А ближе к лету появился у них молодой милиционер. Пришел, снял фуражку, сел и как бы не знает, что спросить. Феня подумала: фартуки! Говорят, теперь это строго, и за все, что делаешь своими руками и слепнущими глазами, надо платить государству. Феня этого не понимала. Нитки – свои, тряпки, из которых кроет, – свои, так при чем тут государство? Я ж у него ничего не брала, а все равно отдай? И она, еще не выслушав милиционера, покраснела, готовясь к крику. А он возьми и спроси, не появлялась ли в их краях чужая старуха. Пехом там или на попутке, или еще как? Феня аж обмякла. Выдохнула злость, сглотнула слюну и, как после болезни гнева, рассказала все милиционеру. И место жизни старухи показала, стесняясь, что это хлев, и могилку с самодельным крестом, и соседку позвала в свидетели, и та сказала: да, так и было – старушка в козлиный дом сама заползла. Шла бы ногами – видели бы.
Так у Фени закончил свое следствие Михаил Иванович Кузьмин, которое он начал со студенческого общежития, где жила Дита Синицына и откуда бежала в чужой куртке и с чужим паспортом. Ему приглянулась девчонка, у которой сперли куртку. Она так рыдала не из-за куртки, а из-за нового паспорта – теперь начинай все сначала, бегай, бегай, а она уже набегалась будь здоров.
– А милиция что? – рыдала девчонка. – Она разве что-нибудь когда нашла? Тут людей убивают – и с концами, подумаешь, куртка за восемьсот рублей с паспортом. А что это две мои стипендии – так никому дела нет, вы у себя такие деньги сшибаете за раз.

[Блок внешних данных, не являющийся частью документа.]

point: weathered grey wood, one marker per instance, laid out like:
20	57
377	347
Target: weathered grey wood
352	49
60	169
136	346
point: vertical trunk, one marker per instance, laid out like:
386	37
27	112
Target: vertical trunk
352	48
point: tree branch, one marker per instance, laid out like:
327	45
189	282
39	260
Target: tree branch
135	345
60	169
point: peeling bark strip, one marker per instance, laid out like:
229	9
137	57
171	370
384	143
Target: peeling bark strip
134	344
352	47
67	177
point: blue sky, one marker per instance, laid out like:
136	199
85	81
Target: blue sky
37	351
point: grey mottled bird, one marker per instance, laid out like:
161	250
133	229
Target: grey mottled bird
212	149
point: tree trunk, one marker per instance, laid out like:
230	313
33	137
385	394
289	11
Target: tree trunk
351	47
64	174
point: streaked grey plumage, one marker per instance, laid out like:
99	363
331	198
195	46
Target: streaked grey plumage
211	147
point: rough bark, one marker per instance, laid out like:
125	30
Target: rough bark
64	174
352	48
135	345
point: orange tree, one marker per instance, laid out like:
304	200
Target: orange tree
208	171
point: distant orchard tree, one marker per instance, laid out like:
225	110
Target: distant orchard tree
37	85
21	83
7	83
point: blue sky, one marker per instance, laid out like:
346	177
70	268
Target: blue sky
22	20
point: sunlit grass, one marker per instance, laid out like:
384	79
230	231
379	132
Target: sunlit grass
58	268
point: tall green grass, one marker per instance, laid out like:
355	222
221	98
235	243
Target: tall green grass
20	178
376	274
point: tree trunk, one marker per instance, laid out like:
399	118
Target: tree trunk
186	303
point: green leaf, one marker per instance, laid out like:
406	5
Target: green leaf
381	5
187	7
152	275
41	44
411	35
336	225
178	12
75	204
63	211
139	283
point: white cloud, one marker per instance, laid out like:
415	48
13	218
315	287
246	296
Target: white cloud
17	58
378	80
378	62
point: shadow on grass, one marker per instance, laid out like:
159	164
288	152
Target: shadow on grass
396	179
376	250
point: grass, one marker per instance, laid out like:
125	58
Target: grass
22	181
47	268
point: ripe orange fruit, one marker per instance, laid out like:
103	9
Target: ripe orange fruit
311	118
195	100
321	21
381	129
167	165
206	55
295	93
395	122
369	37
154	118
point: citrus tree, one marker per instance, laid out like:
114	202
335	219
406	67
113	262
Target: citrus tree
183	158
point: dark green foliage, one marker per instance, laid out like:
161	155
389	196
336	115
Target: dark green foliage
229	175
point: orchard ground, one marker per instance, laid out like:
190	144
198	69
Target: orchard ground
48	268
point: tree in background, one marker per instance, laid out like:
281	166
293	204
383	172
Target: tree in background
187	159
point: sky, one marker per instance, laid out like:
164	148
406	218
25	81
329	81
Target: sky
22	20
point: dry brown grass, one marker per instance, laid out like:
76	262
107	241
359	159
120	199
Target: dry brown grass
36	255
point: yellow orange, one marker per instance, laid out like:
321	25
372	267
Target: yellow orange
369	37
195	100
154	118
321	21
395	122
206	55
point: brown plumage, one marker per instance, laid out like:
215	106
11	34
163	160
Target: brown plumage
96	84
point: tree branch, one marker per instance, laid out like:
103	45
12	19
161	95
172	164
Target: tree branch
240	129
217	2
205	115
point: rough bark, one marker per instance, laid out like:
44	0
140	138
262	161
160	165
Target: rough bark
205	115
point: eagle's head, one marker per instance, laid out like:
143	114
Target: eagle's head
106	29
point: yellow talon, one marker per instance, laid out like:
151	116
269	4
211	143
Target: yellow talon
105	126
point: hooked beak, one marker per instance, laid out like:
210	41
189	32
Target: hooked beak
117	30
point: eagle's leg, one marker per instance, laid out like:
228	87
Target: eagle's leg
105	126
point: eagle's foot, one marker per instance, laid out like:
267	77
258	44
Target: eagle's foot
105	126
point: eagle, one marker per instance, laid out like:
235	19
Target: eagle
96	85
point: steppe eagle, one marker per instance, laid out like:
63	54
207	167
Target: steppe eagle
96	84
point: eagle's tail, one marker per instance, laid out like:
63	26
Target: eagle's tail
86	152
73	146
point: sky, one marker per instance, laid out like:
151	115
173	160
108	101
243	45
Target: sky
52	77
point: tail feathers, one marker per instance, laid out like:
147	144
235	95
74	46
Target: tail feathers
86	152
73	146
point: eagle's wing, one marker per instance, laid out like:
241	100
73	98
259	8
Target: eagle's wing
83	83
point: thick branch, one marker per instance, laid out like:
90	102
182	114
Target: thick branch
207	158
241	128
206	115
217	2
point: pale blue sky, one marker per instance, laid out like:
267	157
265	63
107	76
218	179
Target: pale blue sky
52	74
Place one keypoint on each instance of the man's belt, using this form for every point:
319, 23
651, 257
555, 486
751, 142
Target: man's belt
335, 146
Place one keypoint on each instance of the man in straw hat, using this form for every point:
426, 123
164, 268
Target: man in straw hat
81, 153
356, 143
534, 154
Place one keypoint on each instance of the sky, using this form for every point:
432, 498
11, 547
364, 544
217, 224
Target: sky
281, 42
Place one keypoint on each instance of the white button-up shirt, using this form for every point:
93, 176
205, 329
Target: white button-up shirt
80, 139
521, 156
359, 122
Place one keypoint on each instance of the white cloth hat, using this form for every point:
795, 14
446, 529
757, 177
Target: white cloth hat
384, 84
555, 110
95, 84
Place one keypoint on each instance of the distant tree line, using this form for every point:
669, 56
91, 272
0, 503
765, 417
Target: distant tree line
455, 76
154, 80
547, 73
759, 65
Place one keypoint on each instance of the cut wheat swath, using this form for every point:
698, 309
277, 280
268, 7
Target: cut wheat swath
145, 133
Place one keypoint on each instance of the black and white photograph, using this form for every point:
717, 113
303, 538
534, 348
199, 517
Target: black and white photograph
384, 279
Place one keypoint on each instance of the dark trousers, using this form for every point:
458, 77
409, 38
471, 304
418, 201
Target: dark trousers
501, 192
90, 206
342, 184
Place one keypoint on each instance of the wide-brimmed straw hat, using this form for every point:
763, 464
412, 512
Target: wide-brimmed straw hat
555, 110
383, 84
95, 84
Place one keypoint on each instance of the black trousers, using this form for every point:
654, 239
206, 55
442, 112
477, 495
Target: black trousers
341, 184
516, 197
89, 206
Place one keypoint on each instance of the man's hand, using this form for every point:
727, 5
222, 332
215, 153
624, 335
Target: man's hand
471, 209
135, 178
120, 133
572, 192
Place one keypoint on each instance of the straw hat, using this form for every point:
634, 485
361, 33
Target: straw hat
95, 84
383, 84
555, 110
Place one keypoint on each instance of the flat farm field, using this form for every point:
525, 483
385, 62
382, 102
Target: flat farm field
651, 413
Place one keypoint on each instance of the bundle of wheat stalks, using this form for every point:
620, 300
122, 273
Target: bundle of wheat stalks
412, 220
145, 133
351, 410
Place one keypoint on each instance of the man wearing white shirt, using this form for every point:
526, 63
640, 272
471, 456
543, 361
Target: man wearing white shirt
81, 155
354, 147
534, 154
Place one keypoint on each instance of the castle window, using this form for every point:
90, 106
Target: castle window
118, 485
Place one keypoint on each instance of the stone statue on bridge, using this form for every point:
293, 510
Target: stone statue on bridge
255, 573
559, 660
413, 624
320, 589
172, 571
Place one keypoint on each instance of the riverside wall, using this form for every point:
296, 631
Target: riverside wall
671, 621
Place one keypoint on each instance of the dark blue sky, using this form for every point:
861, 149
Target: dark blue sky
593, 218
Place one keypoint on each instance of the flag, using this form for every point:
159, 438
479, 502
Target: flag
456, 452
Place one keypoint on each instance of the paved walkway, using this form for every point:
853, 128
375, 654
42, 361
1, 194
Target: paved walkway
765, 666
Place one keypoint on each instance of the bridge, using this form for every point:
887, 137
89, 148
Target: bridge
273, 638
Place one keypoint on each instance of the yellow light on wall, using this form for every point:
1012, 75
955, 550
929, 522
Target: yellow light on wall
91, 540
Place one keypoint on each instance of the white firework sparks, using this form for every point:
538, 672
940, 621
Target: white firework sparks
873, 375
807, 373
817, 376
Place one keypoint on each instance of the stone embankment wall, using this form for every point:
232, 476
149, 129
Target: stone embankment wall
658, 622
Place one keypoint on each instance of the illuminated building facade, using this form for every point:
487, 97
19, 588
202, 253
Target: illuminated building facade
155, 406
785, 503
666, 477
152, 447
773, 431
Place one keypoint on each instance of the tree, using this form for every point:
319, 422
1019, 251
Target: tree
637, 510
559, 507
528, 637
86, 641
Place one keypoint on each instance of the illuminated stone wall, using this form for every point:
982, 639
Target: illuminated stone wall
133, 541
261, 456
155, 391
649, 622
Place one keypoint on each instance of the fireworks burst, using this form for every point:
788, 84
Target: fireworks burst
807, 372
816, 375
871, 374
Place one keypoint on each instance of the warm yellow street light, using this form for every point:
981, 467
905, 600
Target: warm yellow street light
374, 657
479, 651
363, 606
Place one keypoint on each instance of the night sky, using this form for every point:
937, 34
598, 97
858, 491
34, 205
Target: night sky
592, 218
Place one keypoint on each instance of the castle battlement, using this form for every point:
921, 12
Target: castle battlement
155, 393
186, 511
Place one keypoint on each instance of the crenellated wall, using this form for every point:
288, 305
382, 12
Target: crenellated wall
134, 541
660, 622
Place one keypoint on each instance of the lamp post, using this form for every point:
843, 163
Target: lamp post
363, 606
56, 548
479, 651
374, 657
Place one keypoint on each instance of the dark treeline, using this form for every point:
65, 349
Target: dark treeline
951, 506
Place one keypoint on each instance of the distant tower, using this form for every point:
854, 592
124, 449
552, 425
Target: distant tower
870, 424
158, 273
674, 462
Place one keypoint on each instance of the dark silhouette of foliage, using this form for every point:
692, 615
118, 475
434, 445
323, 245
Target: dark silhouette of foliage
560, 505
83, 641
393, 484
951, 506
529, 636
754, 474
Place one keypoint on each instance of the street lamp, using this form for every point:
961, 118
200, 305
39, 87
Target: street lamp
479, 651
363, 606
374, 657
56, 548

Михаилу Ивановичу это было очень обидно. Ему было двадцать два года, он ничего еще не сшиб в этой жизни, но слова девчонки почти точь-в-точь уже слышал от начальника.
– Не наше это дело, Мишаня, – ученые, которые крадут слова, куртки, паспорта. У нас преступность простая – бандитизм, воровство, педофилия, между прочим. Мы это пустяковое дело не возьмем, даже не думай. Не будем мы искать никакой воровки-девицы.
А Мишаня думал. Ему очень хотелось доказать девчонке, что ему до всякой слезы есть дело, а до ее – особенно. А тут что-то большее, он без понятия что, но свистнуло у него в ухе. Как бы сигнал какой… И он пошел в свободное от грубой материи время по московским следам Диты.
Накрыл по наитию, чисто по-собачьи, на Казанском «фирму» фальшивщиков, что задешево лабали любую ксиву. Пятьсот рублей исправленная буква в любом документе. Конечно, они не помнили паспорт Ксюши Сорокиной, разве все упомнишь? Но это была неправда. Помнили. И девку страшную помнили, которую клеили вместо хорошенькой Ксюши. Стал спрашивать, а на какие имя и фамилию легче всего исправить Аксинью Сорокину. Аксинью? Ну, желательно одинаковое число букв, Акулина хорошо может лечь… А с фамилией никаких проблем. Сорокина – Строкина, Сиротина – Суворина, бесконечно много вариантов.